Rare fowl varieties further endangered by disease


Tags: Excerpts from the Windmill

CHAAM, the Netherlands - Avian Influenza (Fowl Plague) has become a threat to efforts to breed back a nearly extinct variety of Dutch chicken, the once fairly common ‘Chaams Hoen’. Agricultural disease control measures in recent weeks have hit the chicken farm sector hard when authorities forced the destruction of all birds at over 190 farms. Chicken coops of hobbyists now are to be emptied also, re-gardless of rarity or kind. Millions of chicken already have been gassed on these farms by special destruction units.

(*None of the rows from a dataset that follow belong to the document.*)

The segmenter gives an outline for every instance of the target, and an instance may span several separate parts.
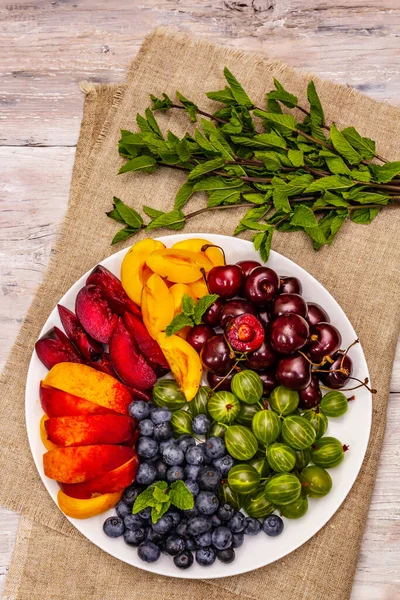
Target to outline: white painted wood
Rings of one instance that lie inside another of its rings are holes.
[[[120,80],[157,25],[261,51],[400,104],[399,0],[0,0],[0,366],[67,205],[78,83]],[[391,389],[352,600],[400,598],[400,344]],[[0,508],[0,593],[17,524],[18,515]]]

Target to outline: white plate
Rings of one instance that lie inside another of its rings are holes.
[[[211,242],[223,246],[228,262],[260,259],[252,243],[228,236],[202,233],[170,235],[158,239],[167,246],[171,246],[179,240],[190,237],[207,238]],[[119,276],[120,265],[125,253],[126,250],[121,250],[106,258],[101,264]],[[343,347],[347,347],[356,339],[357,335],[339,304],[314,277],[277,252],[271,252],[268,266],[275,269],[280,275],[294,275],[300,279],[305,299],[323,306],[330,315],[332,323],[340,329],[343,337]],[[85,285],[87,276],[88,273],[83,275],[68,290],[61,298],[61,304],[74,310],[75,297],[81,287]],[[54,308],[47,319],[41,335],[54,325],[61,327],[57,308]],[[360,379],[368,377],[367,363],[360,344],[351,349],[351,358],[354,364],[354,376]],[[39,361],[36,353],[33,352],[26,382],[26,426],[39,474],[50,496],[57,503],[59,487],[55,481],[44,475],[42,456],[45,448],[39,434],[39,421],[43,415],[39,402],[39,383],[46,376],[46,373],[47,369]],[[333,479],[332,491],[325,498],[310,499],[309,510],[301,519],[294,521],[285,519],[285,529],[279,537],[269,538],[262,532],[257,537],[245,536],[243,546],[236,551],[235,561],[229,565],[224,565],[216,560],[211,567],[204,568],[194,563],[192,568],[181,571],[174,566],[172,558],[165,555],[161,555],[158,562],[148,565],[138,558],[136,549],[127,546],[122,538],[111,539],[103,533],[103,522],[106,517],[114,514],[113,510],[90,519],[69,520],[78,531],[105,552],[130,565],[160,575],[187,579],[212,579],[237,575],[263,567],[293,552],[309,540],[329,521],[349,493],[361,468],[367,449],[372,416],[372,398],[368,390],[360,388],[357,390],[356,395],[356,401],[349,404],[349,410],[343,417],[329,420],[328,434],[339,438],[350,447],[345,460],[338,467],[330,470]]]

The Chaams Hoen breed literally has been brought back to life by one man in Ouddorp, a coastal community on the former island of Goeree Overflakkee. The man who already has been working on the breed for twenty years, helped the Chaams Hoender club with breeder stock. While the Chaam Hoender variety in Ouddorp - the town hardly has a poultry sector - is not in any immediate danger, many other rare fowl breeds in the regions where the poultry industry is concentrated may not be so fortunate.

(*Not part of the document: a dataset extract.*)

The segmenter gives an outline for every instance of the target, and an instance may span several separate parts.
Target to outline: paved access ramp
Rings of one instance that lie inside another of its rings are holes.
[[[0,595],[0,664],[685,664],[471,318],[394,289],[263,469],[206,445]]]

Poultry and fowl hobbyists keep a wary eye on the Fowl Plague situation which still is spreading. They fear that the work of rebuilding rare varieties’ stock could wipe out decades of painstaking work. This possibility in recent years became a harsh reality for numerous other animal breeders who were hit by the feared hog cholera and by the cattle hoof-and-mouth disease.

More areas infected

Each segment tried to preserve and rebuild threatened varieties which in earlier centuries were mainstays in Dutch agriculture. In an ongoing drive to produce the most food for the lowest price, modern breeding techniques aim to develop varieties which mature faster and produce more, while trying to keep up with the expectations of the consumer. Various traditional animal varieties in the process were abandoned for new ones with a greater promise for a solid bottom line on the farmers’ balance sheets.

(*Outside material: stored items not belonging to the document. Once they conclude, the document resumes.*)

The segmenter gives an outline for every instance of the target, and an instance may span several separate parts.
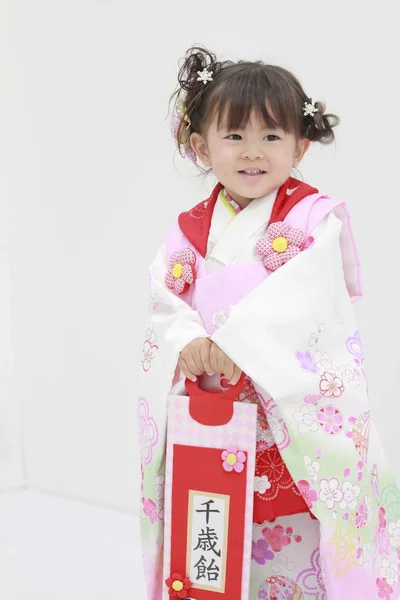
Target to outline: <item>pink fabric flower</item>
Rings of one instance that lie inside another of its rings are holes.
[[[317,412],[317,419],[325,433],[337,435],[343,429],[343,417],[340,411],[328,404]]]
[[[246,455],[241,450],[238,451],[237,446],[228,446],[221,454],[223,460],[222,467],[225,471],[236,471],[241,473],[246,462]]]
[[[358,507],[357,514],[356,514],[355,524],[356,524],[357,529],[361,529],[362,527],[364,527],[365,523],[367,522],[367,519],[368,519],[368,507],[365,502],[362,502],[360,504],[360,506]]]
[[[379,598],[383,600],[390,600],[390,596],[393,594],[393,588],[388,584],[385,578],[377,579],[376,586],[378,588]]]
[[[274,553],[269,549],[266,540],[257,540],[252,543],[251,558],[259,565],[265,565],[267,560],[274,560]]]
[[[195,264],[196,255],[190,248],[174,252],[169,261],[165,285],[177,294],[183,294],[196,279]]]
[[[323,396],[328,398],[339,398],[344,392],[343,381],[333,373],[324,373],[319,383],[319,389]]]
[[[317,492],[310,487],[310,484],[305,479],[300,479],[300,481],[297,482],[297,488],[308,508],[312,508],[314,502],[318,500]]]
[[[264,257],[265,268],[276,271],[303,250],[304,238],[301,229],[291,229],[279,221],[267,228],[267,235],[258,240],[256,251]]]
[[[291,539],[286,535],[282,525],[275,525],[273,529],[265,527],[262,534],[267,540],[273,552],[281,552],[284,546],[289,546]]]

The Flowl Plague meanwhile has jumped from the poultry-rich central region of the Netherlands to North Brabant and Northern Limburg, the region with the highest poultry concentration of the country.

The counter measures are disastrous for the country’s exporters of poultry and eggs. Farmers who keep other animals may not move those either for fear of them becoming carriers of the fowl plague. The Netherlands is a poultry market leader. The poultry and eggs sectors are afraid that the plague will cause loss of foreign customers.